To make the sketch required possibly thirty minutes. To the casual observer there was often more of a likeness in the first sketch than at any time after,—which simply goes to show the power of line devoid of color and also the easy task of the caricaturist.
The sketch finished, the long-handled brushes were discarded and work began in earnest. With one or more, sometimes a handful of brushes,—for they would accumulate without his realizing it,—he would again stand back and carefully scrutinize sitter and canvas until it seemed as if—and no doubt it was so—he transferred a visual impression of the subject to the canvas and fixed it there ready to be made permanent with line and color; then quickly, often with a run and a slide, he rushed up to the canvas and, without glancing at his sitter, vigorously painted so long as his visual image lasted, then going back the full distance he took another look, and so on day after day to the end.
In life-size work he seldom stood close to the canvas and painted direct from his sitter.
He has laid down the proposition:
“The one aim of the unsuspecting painter is to make his man ‘stand out’ from the frame, never doubting that, on the contrary, he should really, and in truth absolutely does, stand within the frame, and at a depth behind it equal to the distance at which the painter sees his model. The frame is, indeed, the window through which the painter looks at his model, and nothing could be more offensively inartistic than this brutal attempt to thrust the model on the hitherside of this window.”[46]
The number of sittings required varied greatly, and did not depend in any degree upon the size of the canvas. Sometimes he would paint a life-size figure with great rapidity; again he would spend weeks and months on a very small picture.
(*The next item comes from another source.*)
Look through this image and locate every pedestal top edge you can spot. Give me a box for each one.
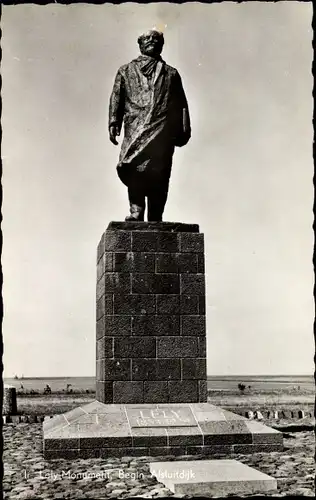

All depending upon conditions over which he had no control.
He has devoted as many as ninety sittings to a portrait, only to pronounce it unfinished and unsatisfactory.
No work counted or was permitted to remain save that painted in what he called his “grand manner,” which meant the work of those days and hours when everything—sitter, light, weather, spirits, mood, enthusiasm—was just right,—a combination that might come several days in succession or but once in a fortnight.